A sostenere la crescita del 2025 è soprattutto il mercato interno, che raggiunge quasi 33 miliardi di euro (+2%), mentre l'export mostra segnali di rallentamento. "Il 2025 segna un ritorno alla crescita per la nostra filiera, ma è molto probabile che si tratti di un equilibrio fragile - spiega il presidente di Federlegnoarredo Claudio Feltrin -. E non potrebbe essere diversamente, dato il contesto economico e geopolitico così complesso".
Dal 21 al 26 aprile tra i padiglioni del Salone saranno protagonisti oltre 1.900 espositori (il 36,6% dall'estero), 227 brand tra debutti e ritorni, su oltre 169.000 metri quadrati di superficie espositiva netta. La biglietteria ad oggi tiene il passo con i due anni scorsi e anche gli accrediti stampa sono superiori rispetto a pari data dell'anno scorso, con oltre 3mila richieste. Nell'acquisito dei biglietti un dato incoraggiante è quello degli Usa, che "sono saliti al quinto posto - spiega Maria Porro, la presidente del Salone del Mobile -. Quindi i segnali sono molto confortanti e frutto di un lavoro intensissimo".

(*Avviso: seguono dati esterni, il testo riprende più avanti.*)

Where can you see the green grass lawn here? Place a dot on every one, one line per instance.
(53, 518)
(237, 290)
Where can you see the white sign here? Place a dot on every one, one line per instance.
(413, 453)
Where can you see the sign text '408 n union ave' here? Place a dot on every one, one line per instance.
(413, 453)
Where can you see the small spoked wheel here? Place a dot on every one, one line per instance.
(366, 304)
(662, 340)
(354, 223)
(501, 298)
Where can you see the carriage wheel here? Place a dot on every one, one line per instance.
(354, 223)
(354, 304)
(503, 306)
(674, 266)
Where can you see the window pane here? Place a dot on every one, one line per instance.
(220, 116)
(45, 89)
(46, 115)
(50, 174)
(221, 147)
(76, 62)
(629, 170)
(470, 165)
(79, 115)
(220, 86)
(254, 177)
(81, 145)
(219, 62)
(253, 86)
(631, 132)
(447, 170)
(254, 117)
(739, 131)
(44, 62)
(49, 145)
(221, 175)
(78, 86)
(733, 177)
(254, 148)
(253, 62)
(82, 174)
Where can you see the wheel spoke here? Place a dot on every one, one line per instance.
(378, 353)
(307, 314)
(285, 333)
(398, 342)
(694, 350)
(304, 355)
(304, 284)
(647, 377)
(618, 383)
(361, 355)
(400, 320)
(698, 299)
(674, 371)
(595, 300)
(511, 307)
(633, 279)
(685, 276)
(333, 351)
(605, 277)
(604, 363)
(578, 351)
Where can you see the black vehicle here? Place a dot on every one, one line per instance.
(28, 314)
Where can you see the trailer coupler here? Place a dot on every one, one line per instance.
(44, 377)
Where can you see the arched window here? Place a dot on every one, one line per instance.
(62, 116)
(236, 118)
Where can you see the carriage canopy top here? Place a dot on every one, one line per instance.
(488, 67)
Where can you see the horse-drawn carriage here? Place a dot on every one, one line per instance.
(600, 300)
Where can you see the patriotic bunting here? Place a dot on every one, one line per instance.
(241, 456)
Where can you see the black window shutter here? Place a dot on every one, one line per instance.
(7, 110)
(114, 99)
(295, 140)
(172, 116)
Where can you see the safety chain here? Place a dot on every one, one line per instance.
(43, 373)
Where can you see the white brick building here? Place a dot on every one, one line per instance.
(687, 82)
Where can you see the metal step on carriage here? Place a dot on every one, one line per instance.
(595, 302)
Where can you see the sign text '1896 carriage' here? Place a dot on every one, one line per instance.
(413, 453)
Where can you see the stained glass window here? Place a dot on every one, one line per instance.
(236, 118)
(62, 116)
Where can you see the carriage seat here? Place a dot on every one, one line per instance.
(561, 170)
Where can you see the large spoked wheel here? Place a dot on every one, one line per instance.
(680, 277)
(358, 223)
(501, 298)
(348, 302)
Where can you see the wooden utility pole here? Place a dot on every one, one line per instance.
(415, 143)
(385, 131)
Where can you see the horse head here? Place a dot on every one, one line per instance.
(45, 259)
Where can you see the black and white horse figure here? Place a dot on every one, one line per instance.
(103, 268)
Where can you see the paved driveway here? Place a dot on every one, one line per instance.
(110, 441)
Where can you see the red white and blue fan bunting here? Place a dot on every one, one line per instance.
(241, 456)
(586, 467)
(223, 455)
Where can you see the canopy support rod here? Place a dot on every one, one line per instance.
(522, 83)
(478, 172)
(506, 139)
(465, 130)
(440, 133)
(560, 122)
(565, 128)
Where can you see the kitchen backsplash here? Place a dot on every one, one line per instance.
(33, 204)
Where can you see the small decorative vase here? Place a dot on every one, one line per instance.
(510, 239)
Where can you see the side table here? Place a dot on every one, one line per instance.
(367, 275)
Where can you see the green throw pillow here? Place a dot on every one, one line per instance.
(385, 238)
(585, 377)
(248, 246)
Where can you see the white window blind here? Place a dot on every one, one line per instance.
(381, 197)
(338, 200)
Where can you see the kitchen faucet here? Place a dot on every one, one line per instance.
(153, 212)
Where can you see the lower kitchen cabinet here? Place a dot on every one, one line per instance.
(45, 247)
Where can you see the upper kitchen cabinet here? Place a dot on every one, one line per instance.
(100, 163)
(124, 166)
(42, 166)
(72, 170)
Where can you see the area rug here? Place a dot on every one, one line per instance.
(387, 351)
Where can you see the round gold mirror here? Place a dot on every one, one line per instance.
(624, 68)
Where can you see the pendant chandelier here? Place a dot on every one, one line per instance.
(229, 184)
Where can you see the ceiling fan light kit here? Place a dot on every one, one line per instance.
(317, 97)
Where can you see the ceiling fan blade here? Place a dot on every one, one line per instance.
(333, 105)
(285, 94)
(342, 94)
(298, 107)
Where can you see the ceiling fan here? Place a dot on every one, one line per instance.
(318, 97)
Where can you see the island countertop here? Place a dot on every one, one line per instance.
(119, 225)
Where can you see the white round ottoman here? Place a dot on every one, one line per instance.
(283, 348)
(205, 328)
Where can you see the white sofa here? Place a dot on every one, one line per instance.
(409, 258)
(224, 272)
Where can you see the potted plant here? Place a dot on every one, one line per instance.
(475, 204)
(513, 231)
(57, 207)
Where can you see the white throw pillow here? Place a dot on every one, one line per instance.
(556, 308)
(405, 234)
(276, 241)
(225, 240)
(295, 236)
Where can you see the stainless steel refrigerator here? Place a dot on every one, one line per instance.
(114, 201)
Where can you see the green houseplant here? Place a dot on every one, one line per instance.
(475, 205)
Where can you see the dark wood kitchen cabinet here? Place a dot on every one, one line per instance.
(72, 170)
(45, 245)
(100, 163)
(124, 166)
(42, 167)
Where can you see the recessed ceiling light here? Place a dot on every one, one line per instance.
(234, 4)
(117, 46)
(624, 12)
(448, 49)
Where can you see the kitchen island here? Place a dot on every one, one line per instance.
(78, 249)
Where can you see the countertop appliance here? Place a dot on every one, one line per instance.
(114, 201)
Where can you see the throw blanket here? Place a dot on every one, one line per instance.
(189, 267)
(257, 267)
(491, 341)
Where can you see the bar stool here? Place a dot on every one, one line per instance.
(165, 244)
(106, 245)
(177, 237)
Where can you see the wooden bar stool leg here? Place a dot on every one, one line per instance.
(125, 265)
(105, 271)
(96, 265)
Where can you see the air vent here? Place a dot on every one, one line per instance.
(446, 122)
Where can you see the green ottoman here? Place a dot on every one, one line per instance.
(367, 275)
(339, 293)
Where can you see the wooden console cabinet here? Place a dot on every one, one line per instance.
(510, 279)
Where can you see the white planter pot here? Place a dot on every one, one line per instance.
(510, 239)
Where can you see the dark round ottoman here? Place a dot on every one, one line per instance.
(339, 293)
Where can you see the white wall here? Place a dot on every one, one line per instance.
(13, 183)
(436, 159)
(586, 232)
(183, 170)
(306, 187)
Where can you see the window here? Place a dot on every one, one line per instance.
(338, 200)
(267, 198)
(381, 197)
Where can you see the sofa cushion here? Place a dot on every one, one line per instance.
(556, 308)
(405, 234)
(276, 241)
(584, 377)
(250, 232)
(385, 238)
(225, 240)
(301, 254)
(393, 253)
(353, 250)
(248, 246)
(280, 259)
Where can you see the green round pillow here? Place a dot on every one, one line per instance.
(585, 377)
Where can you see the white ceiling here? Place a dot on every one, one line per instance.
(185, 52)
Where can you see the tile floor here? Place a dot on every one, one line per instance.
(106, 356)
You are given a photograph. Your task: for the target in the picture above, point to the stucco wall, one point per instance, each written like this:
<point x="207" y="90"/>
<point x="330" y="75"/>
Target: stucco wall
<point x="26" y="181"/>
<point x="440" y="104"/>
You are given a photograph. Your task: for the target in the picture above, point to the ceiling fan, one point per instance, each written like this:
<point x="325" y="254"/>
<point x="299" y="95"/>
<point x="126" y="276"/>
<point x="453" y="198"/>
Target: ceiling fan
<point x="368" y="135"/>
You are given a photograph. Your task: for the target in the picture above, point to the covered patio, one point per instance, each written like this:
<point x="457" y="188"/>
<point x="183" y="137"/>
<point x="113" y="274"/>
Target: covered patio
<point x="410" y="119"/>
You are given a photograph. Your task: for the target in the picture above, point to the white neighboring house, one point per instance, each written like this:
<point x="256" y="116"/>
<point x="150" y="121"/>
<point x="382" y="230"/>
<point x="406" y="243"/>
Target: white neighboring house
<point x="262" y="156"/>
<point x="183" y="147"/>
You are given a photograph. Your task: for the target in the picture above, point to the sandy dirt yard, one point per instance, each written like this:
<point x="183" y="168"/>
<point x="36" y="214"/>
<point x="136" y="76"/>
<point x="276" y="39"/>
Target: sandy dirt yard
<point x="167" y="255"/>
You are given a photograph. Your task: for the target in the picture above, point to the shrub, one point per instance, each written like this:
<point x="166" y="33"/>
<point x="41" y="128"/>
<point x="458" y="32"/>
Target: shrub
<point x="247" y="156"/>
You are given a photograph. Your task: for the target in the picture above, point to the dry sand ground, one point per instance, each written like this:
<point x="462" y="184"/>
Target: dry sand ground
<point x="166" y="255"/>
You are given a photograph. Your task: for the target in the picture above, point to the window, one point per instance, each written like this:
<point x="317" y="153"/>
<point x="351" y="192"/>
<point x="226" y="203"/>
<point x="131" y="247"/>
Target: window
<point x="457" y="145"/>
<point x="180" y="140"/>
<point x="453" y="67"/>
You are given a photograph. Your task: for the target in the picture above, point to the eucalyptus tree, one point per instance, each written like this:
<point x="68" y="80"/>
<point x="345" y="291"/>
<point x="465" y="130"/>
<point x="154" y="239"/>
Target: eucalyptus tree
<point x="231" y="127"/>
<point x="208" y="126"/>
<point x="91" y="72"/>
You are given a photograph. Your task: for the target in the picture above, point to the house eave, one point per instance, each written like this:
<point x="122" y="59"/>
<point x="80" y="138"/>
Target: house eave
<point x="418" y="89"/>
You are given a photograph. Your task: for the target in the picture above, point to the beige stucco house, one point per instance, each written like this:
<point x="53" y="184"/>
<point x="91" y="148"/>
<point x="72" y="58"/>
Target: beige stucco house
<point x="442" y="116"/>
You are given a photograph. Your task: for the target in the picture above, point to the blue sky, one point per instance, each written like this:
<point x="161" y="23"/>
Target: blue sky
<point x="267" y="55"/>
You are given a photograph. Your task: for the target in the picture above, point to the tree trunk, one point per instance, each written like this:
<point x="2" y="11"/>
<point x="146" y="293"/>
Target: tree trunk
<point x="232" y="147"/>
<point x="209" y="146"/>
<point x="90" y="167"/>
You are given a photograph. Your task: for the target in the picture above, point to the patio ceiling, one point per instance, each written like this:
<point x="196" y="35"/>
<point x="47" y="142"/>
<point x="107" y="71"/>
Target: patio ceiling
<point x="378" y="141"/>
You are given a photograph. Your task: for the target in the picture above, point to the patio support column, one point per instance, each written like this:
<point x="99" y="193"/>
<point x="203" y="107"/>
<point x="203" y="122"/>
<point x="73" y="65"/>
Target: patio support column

Poche le disdette delle aziende per il conflitto in corso: hanno rinunciato a partecipare due gallerie di Dubai, un'azienda dell'India e una libanese. Per quanto riguarda "gli operatori che invitiamo al Salone non abbiamo avuto disdette e lo stesso vale per la stampa - sottolinea Porro -. Quindi in una situazione estremamente complessa la rilevanza del Salone del Mobile a livello internazionale è confermata".
Per la 64/a edizione il Salone punta su nuovi settori e su un palinsesto culturale diffuso in città. Tra le novità ci sono il Salone Contract e Salone Raritas: il primo nasce per aprire il sistema Salone alla scala dei grandi progetti. Salone Raritas si focalizzerà su oggetti unici da collezione. Novità di questa edizione è 'Abito', la mostra promossa dal ministero degli Affari Esteri e della Cooperazione Internazionale, che mette in relazione moda e design per raccontare, attraverso oggetti e abiti, come cambiano la società e i modi di vivere e abitare. Il 24 aprile andrà in scena 'Common Archive - La Notte Bianca del Progetto', in cui gli archivi storici di design e architettura apriranno al pubblico.
Supportare il design e la filiera del made in Italy è anche uno degli obiettivi di Intesa Sanpaolo, che è partner del Salone del Mobile. Dal 2020 Intesa attraverso l'attività della Divisione Banca dei Territori ha sostenuto le Pmi del made in Italy con finanziamenti per 26 miliardi di euro destinati a internazionalizzazione, export e crescita dimensionale. "Il design italiano e la creatività restano anche oggi una leva di competitività e valore per le nostre imprese sui mercati internazionali", sottolinea Stefano Barrese, responsabile divisione Banca dei Territori Intesa Sanpaolo.